Most third level courses require you to partake in some form of placement, no doubt an incredible opportunity to apply what you have been learning over the course of your degree. Two months of placement is required for me to complete my degree and as that approaches, the prospect of working for free also looms.
While a lot of employers offer some form of remuneration many simply don’t have the budget. This is understandable to an extent but it’s simply not right to let students work for free while expecting a high level of work. On the other hand, it’s also fully understandable as to why some employers don’t offer their full wage, at the end of the day you are not yet fully qualified.
But that’s a fact some employers seem to hang on to and push. This ‘you are not fully qualified yet and you need us’ mentality. It leaves us students in a weird sort of limbo, we can’t quite expect full pay for our placement because we do need them and it’s because we need them that we can’t demand payment either. That being said it would be nice to be able to pay for expenses as, you know, life continues and life is expensive.
For those who live close to where their placement will be have it easier. Between living at home and the help of parents you probably will be able to get by the duration of your placement, you’ll be broken but you will get by. It’s the students who have to rent and live independently that will really feel the effects of working for nothing.
For most in that situation, working on top of placement will be the only option.

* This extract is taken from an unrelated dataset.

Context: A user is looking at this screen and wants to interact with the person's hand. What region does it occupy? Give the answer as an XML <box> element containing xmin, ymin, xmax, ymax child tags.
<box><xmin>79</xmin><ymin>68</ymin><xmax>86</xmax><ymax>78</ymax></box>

It’s not uncommon to find a student who is between the two, working full hours during the week and keeping up a weekend job on top of that. Some might almost describe this as a sort of ‘rite of passage’, earning your stripes by jumping in the trenches and fighting your way out. But this isn’t a war and we need to buy some food.
At the end of the day it’s not only a matter of being able to get by but a matter of principle. As students we’re constantly told that we are the future of whatever industry we’re looking to get in to and that our work should be valued, but how can we believe that when we’re also told that we may have to work for free? If we truly are the future of our chosen career paths, then getting paid enough to even cover expenses should be a given.